All this has led to tangible results. Since the beginning in 2016 and through 2021, the total number of women who underwent screening has surpassed 11,000. Most of them had never before conducted this type of screening. These figures included not only women residents from the listed municipalities, but also many from surrounding urban and rural areas. Over the last three years, out of the 5,267 women screened, 405 came from municipalities outside of the program.

Gradually, the vaccination stream is also being introduced. On 31 January, during the Cervical Cancer Prevention Awareness Week, UNFPA Kosovo, together with the Health and Social Welfare Committee and Sustainable Development Goals (SDGs) Council, organized an advocacy round table with parliamentarians, health ministry, municipalities implementing the cervical cancer screening programs, health sector NGOs, media and other stakeholders. There, Deputy Minister of Health Dafina Gexha announced the inclusion of the human papilloma virus (HPV) vaccine in the official immunization plan of Kosovo.

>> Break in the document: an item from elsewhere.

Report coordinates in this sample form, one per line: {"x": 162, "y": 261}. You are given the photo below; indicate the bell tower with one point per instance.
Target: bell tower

The first contingent of 300 HPV vaccines is procured and will shortly be used for the immunization of girls ages 12-26. The National Board on Cancer Control is also being assembled and will be established in near future.  

Encouraged by these successes, UNFPA Kosovo will follow up and expand the program. We will work on a Kosovo-wide scaling-up of cervical cancer screening and placing the issue at the forefront of the health care agenda, thus providing vital reproductive care upgrade and facilitating the implementation of SDGs related to health and wellbeing and gender equality.


[1*] Pranvera, Zejnullahu-Raçi & Hosnjak, Lea & Poljak, Mario & Lepej, Snjezana & Vince, Adriana. (2018). Pre-vaccination prevalence of high-risk human papillomaviruses (HPV) in women from Kosovo and their related sociodemographic characteristics. Ginekologia Polska. 89. 485-494. 10.5603/GP.a2018.0083.